Member of the Executive Board of the ECB, Yves Merch, confirmed the ECB is investigating blockchain technology and how it could be adopted by the euro zone’s central banks.
“From a central bank perspective, in the context of our strategic reflections on the future of the Eurosystem’s market infrastructures, we are certainly open to new technologies and, like many market players, have launched some experimental work with DLT,” Mersch said. “It is clear that we have a lot of more thinking to do on DLT-related questions and their policy implications.”
He explains that the central bank is in the midst of researching possible technologies to change the future of central banking. Mersch said that blockchain technologies are “one of several possibilities” the central banking system could adopt. Blockchain-inspired technology could lead to “lower costs and a more resilient and legally sound market infrastructure.”
He cautioned: ”But even if, ultimately, DLT emerged as technically superior in terms of safety and efficiency, we will also have to reflect on the wider implications of the use of this technology for the role of central bank money.”
The blockchain technology became a focal point in 2015, overshadowing the Bitcoin technology which had been shrouded in controversy a la the bankrupt Bitcoin exchange, Mt. Gox, and darknet marketplace, Silk Road.

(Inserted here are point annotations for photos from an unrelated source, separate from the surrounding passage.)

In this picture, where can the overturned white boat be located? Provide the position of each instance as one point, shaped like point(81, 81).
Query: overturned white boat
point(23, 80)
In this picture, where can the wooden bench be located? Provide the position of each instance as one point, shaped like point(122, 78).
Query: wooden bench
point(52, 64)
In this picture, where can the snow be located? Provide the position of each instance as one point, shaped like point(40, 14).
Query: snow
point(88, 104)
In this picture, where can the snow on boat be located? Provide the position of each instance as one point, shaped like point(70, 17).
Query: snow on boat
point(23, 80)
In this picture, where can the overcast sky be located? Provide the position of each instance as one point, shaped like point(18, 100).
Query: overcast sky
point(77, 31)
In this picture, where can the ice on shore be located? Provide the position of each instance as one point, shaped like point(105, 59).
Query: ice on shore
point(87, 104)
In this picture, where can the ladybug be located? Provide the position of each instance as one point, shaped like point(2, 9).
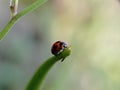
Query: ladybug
point(58, 47)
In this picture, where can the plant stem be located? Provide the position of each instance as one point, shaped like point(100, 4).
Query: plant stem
point(42, 71)
point(36, 81)
point(13, 20)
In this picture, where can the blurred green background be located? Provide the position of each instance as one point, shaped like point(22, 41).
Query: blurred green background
point(92, 27)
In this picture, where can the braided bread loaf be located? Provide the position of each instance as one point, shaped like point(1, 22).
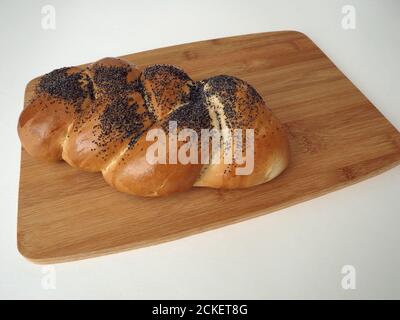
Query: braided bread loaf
point(97, 119)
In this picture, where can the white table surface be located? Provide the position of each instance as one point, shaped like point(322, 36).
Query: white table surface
point(297, 252)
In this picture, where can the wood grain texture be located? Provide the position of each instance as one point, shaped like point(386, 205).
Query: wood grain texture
point(337, 138)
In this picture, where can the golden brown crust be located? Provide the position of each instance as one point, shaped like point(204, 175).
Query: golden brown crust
point(97, 119)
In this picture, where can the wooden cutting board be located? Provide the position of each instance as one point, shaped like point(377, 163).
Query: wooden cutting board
point(337, 138)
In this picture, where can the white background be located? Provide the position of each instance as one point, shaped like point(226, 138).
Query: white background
point(293, 253)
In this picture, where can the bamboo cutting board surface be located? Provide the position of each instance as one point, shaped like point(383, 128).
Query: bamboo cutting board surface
point(337, 137)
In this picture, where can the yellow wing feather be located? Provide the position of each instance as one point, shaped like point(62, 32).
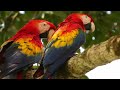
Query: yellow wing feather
point(65, 39)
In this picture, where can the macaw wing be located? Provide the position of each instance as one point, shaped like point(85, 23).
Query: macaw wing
point(16, 57)
point(3, 48)
point(62, 46)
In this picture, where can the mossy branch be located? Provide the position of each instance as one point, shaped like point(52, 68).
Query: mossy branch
point(96, 55)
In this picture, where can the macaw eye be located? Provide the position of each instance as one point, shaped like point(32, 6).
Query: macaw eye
point(44, 24)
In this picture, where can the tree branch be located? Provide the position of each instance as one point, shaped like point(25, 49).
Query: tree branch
point(96, 55)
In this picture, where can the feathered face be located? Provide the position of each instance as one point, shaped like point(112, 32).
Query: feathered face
point(86, 20)
point(39, 27)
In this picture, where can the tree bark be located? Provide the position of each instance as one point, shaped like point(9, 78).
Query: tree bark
point(96, 55)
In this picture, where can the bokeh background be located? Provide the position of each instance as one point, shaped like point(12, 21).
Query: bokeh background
point(107, 23)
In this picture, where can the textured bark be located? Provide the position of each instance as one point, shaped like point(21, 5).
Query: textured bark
point(96, 55)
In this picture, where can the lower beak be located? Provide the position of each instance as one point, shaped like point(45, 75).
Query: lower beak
point(92, 27)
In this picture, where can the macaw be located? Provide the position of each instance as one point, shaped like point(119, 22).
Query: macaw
point(25, 48)
point(67, 39)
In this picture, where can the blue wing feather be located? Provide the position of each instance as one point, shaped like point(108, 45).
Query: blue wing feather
point(55, 57)
point(15, 60)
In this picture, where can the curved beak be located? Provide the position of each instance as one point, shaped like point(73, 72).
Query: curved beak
point(90, 27)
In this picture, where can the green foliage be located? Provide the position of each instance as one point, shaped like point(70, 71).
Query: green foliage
point(107, 25)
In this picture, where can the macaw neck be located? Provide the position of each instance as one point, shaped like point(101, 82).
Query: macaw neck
point(25, 33)
point(71, 26)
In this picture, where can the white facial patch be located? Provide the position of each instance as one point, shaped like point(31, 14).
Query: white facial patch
point(85, 19)
point(44, 27)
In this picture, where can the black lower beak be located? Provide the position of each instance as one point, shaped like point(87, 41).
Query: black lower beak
point(88, 26)
point(44, 35)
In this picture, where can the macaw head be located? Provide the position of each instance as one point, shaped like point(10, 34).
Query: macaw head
point(40, 27)
point(87, 20)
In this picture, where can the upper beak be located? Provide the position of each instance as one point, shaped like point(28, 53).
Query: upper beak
point(90, 27)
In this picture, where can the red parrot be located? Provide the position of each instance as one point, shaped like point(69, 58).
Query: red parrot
point(67, 39)
point(24, 48)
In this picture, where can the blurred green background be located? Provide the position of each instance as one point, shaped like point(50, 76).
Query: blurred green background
point(107, 23)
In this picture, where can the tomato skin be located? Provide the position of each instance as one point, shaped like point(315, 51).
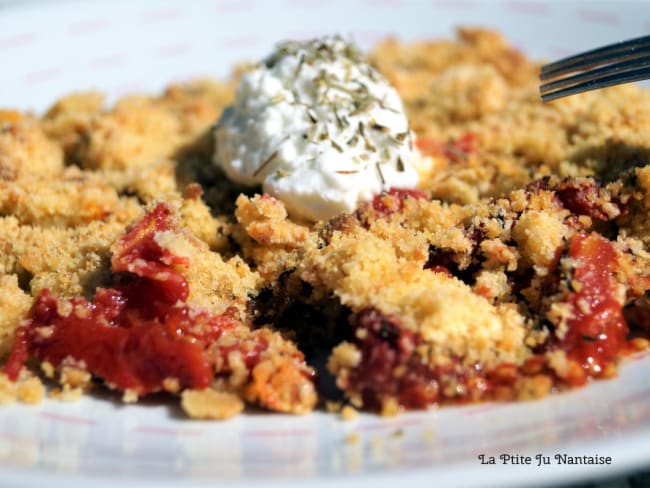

Currently, through partnerships like R3 CEV, some of the largest banks in the world are researching blockchain technology, in particular with Ethereum, an alternative blockchain from Bitcoin.
The Bank for International Settlements, and Santander bank, have posited that blockchain technology could make banking more efficient and less expensive. Many technologists say the blockchain has implications for industries outside of the financial industry.
“The possibility for financial intermediaries and market infrastructures to share a distributed ledger – i.e. a decentralised common database – is something unprecedented,” Mersch said. “It has the potential to advantage some actors, by lowering back-office costs and collateral or capital requirements. At the same time, it may possibly disintermediate or even make redundant some market actors that do not provide core functions.” He implies that a move to blockchain-inspired technology could mean central bank’s have their own, private crypto-currency on a private distributed ledger.
Bringing our Eurosystem market infrastructures on DLT automatically means bringing central bank money on DLT,” he said. “This may have implications on the central bank functions which go beyond the operational and technical sphere. It is therefore important to structure the discussion along the lines of who could access the central bank ledger.”
He added: “It is clear that we have a lot of more thinking to do on DLT-related questions and their policy implications. Before wielding the hammer we have to make sure that we have a strong anvil.”
EU lawmakers decided recently they would not yet regulate blockchain technology. “We don’t want pre-emptive regulation, but we do want precautionary monitoring,” Jakob von Weizsaecker, a German center-left member of the European Parliament, informed Reuters.
The regulators claimed they did not want to stifle innovation in financial technology. “One reason why regulating now in detail would be difficult is that we don’t know yet what the most important use of blockchain might be,” von Weizsaecker said.
BitStamp’s history paints a portrait that regulators also believe they already have the regulations necessary to keep an eye on Bitcoin. That exchange recently received a license from Luxembourg to operate as a money transmitter.
The report is not held as law. It requests the European Commission to monitor blockchain and fintech developments.
Andrew Hauser, BoE executive director for payments, said last week the authorities had to keep abreast of blockchain.
“Central banks can’t afford to be Ubered,”Andrew Hauser, BoE executive director for payments, Andrew Hauser quipped of the EU lawmakers to not spell out further details.
This, coupled by the European Central Bank and BitStamp’s transmission license, spells an optimistic future for blockchain technologies. Bitcoin could benefit from the good news in the general blockchain industry. A block reward halving in the not so distant future – July 10 more or less – the case is being made for a bullish second half for the digital currency.